The Almanac unappetizing, says Edmonton AM food critic Twyla Campbell
The new restaurant, promising a fusion of french food and pub fare, failed to impress
A new french restaurant in Edmonton is a blasé addition to the Old Strathcona neighbourhood, according to Edmonton AM food reviewer Twyla Campbell.
Campbell was anticipating a delicious blend of authentic french food and pub fare at the Almanac, a new gastro pub and live music venue on Whyte Avenue, but said the menu, from executive chef Alysha Couture, was a letdown.
Instead of soothing her palate with delicious flavours, the meal left Campbell with a sharpened tongue.
"Everything looked good, I have to give them that, but most items we tried were completely devoid of flavour."

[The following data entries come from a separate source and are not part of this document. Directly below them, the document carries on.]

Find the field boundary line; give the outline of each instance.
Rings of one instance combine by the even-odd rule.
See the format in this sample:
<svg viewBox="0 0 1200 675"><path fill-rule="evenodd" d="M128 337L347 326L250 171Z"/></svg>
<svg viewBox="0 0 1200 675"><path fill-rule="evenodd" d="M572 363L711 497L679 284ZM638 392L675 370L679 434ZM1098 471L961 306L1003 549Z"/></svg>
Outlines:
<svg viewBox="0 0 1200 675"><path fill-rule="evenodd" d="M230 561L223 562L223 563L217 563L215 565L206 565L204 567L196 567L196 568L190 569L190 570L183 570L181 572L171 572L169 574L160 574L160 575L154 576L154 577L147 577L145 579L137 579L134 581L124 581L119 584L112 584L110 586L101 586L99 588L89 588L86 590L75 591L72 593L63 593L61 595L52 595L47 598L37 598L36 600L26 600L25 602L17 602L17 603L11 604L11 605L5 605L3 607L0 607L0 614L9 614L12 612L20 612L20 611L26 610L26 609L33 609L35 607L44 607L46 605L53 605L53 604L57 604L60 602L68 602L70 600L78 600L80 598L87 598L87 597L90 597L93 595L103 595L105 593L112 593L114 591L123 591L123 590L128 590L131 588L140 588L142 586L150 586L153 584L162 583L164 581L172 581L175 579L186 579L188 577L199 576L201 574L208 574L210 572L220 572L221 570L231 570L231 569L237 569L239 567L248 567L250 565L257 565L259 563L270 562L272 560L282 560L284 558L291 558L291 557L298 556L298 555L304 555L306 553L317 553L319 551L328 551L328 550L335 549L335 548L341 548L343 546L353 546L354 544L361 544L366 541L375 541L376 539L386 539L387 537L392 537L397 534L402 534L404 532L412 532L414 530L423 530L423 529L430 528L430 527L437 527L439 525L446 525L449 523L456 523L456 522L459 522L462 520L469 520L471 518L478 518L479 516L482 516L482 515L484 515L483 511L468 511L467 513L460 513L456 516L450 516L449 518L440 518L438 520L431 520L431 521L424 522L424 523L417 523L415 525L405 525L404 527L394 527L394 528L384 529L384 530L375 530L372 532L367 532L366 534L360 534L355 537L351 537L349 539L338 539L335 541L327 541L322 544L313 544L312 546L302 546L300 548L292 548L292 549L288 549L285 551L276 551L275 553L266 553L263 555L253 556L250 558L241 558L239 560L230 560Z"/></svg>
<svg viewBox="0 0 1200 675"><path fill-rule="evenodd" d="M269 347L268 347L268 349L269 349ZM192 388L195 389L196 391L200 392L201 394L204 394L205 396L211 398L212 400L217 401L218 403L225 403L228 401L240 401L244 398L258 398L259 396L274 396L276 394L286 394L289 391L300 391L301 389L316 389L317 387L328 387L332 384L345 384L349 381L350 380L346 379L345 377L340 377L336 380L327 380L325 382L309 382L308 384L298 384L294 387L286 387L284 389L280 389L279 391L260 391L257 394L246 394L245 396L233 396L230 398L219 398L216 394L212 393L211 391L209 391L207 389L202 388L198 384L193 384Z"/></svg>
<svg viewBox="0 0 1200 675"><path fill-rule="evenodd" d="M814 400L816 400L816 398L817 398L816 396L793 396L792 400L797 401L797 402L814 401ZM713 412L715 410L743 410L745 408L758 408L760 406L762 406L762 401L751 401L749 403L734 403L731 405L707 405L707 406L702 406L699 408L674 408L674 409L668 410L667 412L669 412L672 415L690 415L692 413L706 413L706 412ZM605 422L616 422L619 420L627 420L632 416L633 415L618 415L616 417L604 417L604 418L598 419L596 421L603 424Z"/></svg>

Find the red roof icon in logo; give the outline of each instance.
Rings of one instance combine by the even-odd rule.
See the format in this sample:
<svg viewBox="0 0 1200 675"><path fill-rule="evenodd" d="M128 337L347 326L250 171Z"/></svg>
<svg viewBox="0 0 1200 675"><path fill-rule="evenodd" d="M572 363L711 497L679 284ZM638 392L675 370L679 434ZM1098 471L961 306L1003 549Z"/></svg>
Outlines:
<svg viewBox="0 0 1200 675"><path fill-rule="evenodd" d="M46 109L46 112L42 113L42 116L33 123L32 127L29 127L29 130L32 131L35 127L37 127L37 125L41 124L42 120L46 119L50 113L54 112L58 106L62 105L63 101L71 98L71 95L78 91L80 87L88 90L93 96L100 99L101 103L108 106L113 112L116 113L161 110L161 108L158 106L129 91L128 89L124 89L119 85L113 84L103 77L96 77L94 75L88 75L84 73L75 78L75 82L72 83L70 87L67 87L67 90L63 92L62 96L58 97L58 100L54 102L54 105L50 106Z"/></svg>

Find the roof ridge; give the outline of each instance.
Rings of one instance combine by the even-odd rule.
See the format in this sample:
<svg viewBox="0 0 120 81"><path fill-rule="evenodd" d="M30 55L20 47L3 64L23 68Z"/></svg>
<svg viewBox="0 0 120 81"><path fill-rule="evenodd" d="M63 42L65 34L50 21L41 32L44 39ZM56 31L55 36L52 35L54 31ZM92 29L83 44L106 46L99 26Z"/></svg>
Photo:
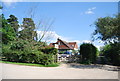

Campbell's distaste for the Almanac started with lunch; a bland burger, watery vegetable soup, a chicken pesto sandwich drowning in an overabundance of cheese, accompanied by "flaccid" fries.
Despite the bad first experience, Campbell returned a month later, hoping the restaurant's failures were little more than growing pains. But she said Almanac failed to redeem itself.
A limp and "lifeless" salad smothered a greasy onion tart; grease, again, was the culprit with the overcooked popcorn chicken.
'I think someone may have forgotten about them in the deep fryer," said Campbell. "They did take those off the bill."
After nibbling away at the uninspiring first course, Campbell was served what she describes as a pork belly disaster.
"It was very disappointing," said Campbell. "What is the kitchen thinking?"
The only saving grace for Almanac, according to Campbell, was their delicious, inexpensive cocktail list, and relatively cheap selection of draft beer.
"Right now it's the drinks that are going to save this place."
In order for the Almanac to survive in Edmonton's competitive food market, Campbell says management needs to take a much closer look at what's coming out of the kitchen.
"These are lovely people, with nice ideas and good intentions, but it's just not translating to the plate."
Campbell's advice? Go for a drink, stay for the live music, but skip the food.